It's certainly true that the presence of a stable, supportive, and expectant family plays a critical role in a kid's success in school.
That said, from a teacher's point of view, you are dealt whatever hand you're dealt. And you're going to have to play that hand. Once a set of students arrives in your class, the arguments and debates about home life, or "background", aren't going to do anybody any good. So, while background may be the most critical factor in a kid's success (I would say that it probably is), educators are still left with the task of doing the best they can, instructionally, with whatever set of backgrounds walk into the room. Saying that kids come from a crappy background doesn't obviate the need to think about our methodological or operational assumptions. For even though background might be the most important factor, it is not a factor that is easy for us to get at; and if we can get at the second-most important factor more easily, then it seems sensible to do so. Or, to my way of thinking, if the chaos of the "background" is beyond our control, then it makes it even more important that we avoid adopting instructional or operational models that do not work.

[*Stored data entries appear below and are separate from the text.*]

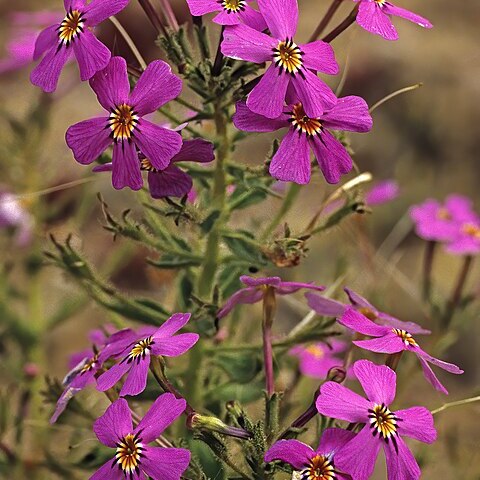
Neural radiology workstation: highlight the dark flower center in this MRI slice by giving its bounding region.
[140,158,158,172]
[220,0,246,13]
[115,433,144,475]
[299,454,336,480]
[273,39,304,75]
[58,9,85,46]
[392,328,418,347]
[461,223,480,239]
[368,403,399,442]
[289,103,322,136]
[79,355,98,375]
[109,104,139,142]
[126,337,154,363]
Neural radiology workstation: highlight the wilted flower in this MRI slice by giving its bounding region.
[30,0,129,92]
[97,313,199,397]
[92,395,190,479]
[316,359,437,480]
[221,0,338,119]
[354,0,432,41]
[233,96,372,184]
[66,57,183,190]
[338,307,463,394]
[217,275,324,319]
[185,0,266,31]
[0,191,33,247]
[365,180,399,206]
[264,428,355,479]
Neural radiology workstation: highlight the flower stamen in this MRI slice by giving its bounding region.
[392,328,418,347]
[58,9,85,46]
[219,0,246,13]
[299,454,336,479]
[461,223,480,239]
[273,39,304,75]
[108,104,139,142]
[368,404,398,441]
[125,337,154,364]
[115,433,144,475]
[289,103,322,136]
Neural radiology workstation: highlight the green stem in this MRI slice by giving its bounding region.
[422,240,436,302]
[431,395,480,415]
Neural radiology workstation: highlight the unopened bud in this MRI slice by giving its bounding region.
[327,366,347,383]
[187,413,251,439]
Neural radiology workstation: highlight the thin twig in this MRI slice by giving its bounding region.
[369,83,423,114]
[109,16,147,70]
[431,396,480,415]
[309,0,343,42]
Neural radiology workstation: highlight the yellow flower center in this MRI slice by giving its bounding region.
[126,337,154,363]
[368,404,398,440]
[461,223,480,239]
[305,344,325,359]
[392,328,418,347]
[358,307,378,321]
[140,158,158,172]
[115,433,144,474]
[109,104,139,142]
[58,10,85,46]
[273,39,304,75]
[436,207,451,221]
[79,355,98,374]
[299,454,336,480]
[290,103,322,136]
[222,0,246,13]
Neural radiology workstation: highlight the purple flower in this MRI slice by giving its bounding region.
[92,394,190,480]
[185,0,266,31]
[217,275,325,319]
[410,195,478,243]
[339,307,463,394]
[264,428,355,479]
[66,57,183,190]
[233,96,372,184]
[30,0,129,92]
[316,359,437,480]
[93,138,215,198]
[365,180,399,206]
[446,220,480,256]
[354,0,432,41]
[289,340,349,379]
[221,0,339,119]
[306,287,430,334]
[97,313,199,396]
[0,191,33,247]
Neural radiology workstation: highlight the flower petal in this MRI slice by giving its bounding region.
[344,287,376,311]
[213,10,242,26]
[335,425,382,480]
[247,64,290,119]
[306,292,346,317]
[221,24,276,63]
[383,3,432,29]
[264,439,314,469]
[96,360,132,392]
[33,25,58,60]
[89,459,119,480]
[50,386,82,423]
[233,101,288,133]
[276,281,325,294]
[30,45,71,93]
[66,117,111,165]
[353,335,405,354]
[173,138,215,163]
[301,40,338,74]
[354,359,396,405]
[383,436,421,480]
[135,119,182,170]
[241,276,282,287]
[316,381,370,423]
[356,1,398,41]
[154,313,192,338]
[89,56,130,110]
[310,130,353,184]
[415,347,463,375]
[217,287,264,319]
[395,407,437,444]
[417,356,448,394]
[73,29,110,81]
[317,428,356,456]
[238,5,268,31]
[338,308,389,336]
[322,95,372,132]
[119,356,150,397]
[141,446,191,480]
[269,128,311,184]
[377,312,430,335]
[185,0,219,16]
[257,0,298,39]
[151,333,199,357]
[93,399,133,447]
[148,166,192,199]
[112,141,143,190]
[84,0,129,26]
[129,60,182,115]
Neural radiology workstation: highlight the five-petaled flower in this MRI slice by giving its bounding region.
[66,56,184,190]
[264,428,355,479]
[217,275,324,319]
[30,0,129,92]
[353,0,432,41]
[221,0,339,119]
[91,394,190,480]
[96,313,199,397]
[316,359,437,480]
[185,0,266,31]
[338,307,463,394]
[233,95,372,184]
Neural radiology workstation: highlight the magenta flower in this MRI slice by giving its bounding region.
[446,219,480,256]
[410,195,478,243]
[339,307,463,394]
[30,0,129,92]
[97,313,199,396]
[0,191,33,247]
[217,275,325,319]
[92,394,190,480]
[264,428,355,479]
[221,0,339,119]
[306,287,430,334]
[185,0,266,31]
[354,0,432,41]
[289,340,349,379]
[316,360,437,480]
[66,57,183,190]
[365,180,399,206]
[93,138,215,198]
[233,96,372,184]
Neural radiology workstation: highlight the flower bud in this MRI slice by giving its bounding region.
[187,413,251,439]
[327,365,347,383]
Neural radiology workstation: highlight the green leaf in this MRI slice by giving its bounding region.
[215,352,262,384]
[222,231,267,265]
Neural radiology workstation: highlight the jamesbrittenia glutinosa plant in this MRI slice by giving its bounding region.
[1,0,479,478]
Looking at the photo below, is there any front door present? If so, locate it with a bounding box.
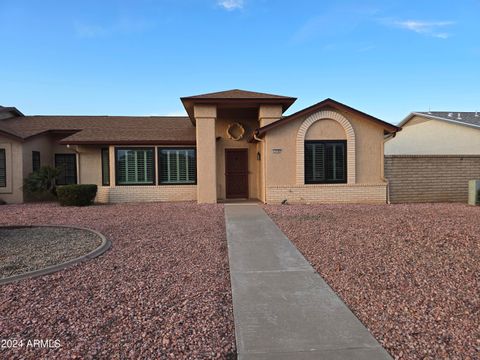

The current operational model asserts that the administrator is the instructional leader. It's a phrase that teachers hear a lot: "administrator as instructional leader". For instance, on a recent staff survey that was conducted prior to the hiring of a new superintendent in my district, there were several questions asking about the importance of the "superintendent as the instructional leader of the district", or, more specifically, what sort of instructional leadership we wanted our new superintendent to demonstrate. We hear it a lot, but I'm not sure anyone has really ever vetted the assumptions that underlie that model. Like all other things in education, the experts will cite research pointing to the importance of having "an administrator as instructional leader", but the research hasn't been vetted either. It's simply passed along as a fact, and it is used to justify top-down, universalistic, one-size-fits-all approaches to instruction. After all, if the administrator is the instructional leader, then he (or she) has the job of laying down instructional rules that others are meant to follow.
The problem is that administrators are not instructional leaders. There is no body of knowledge that administrators receive by virtue of their training that teachers have not also been given by virtue of their training. Administrative trainees have focused, to a degree, on theoretical approaches to learning, but documenting the validity of those theories (mostly constructivist theories) remains an elusive task. Certainly there is nothing that rises to the level of what we could call a "methodological knowledge"—nothing that deserves to uproot and discard the practical experience of effective and conscientious teachers.
The "administrator as instructional leader" operational model has had the effect of reversing the natural lines of authority—in which the content is the master of the teacher, who is then the master of the student—in favor of a command and control mechanism, whose business is quality control and the elimination of variety. Content and relationships are subordinated to data analysis and "guaranteed, viable curriculums".
It's my sense that this sort of institutional drift is at the heart of the public school crisis that we now face. "Background" is a key piece of the puzzle, to be sure; but along with that is the continued erosion of the authority of the teacher in favor of the authority of quality control mechanisms—the search for the El Dorado of accountability. The drift is a result of many different sentimentalities and the quixotic responses they have provoked, responses which bleed together in unpredictable, confusing, and sometimes indecipherable ways. This is the source of our frustration as teachers, even if we can only articulate it in fragmented, and often contradictory ways.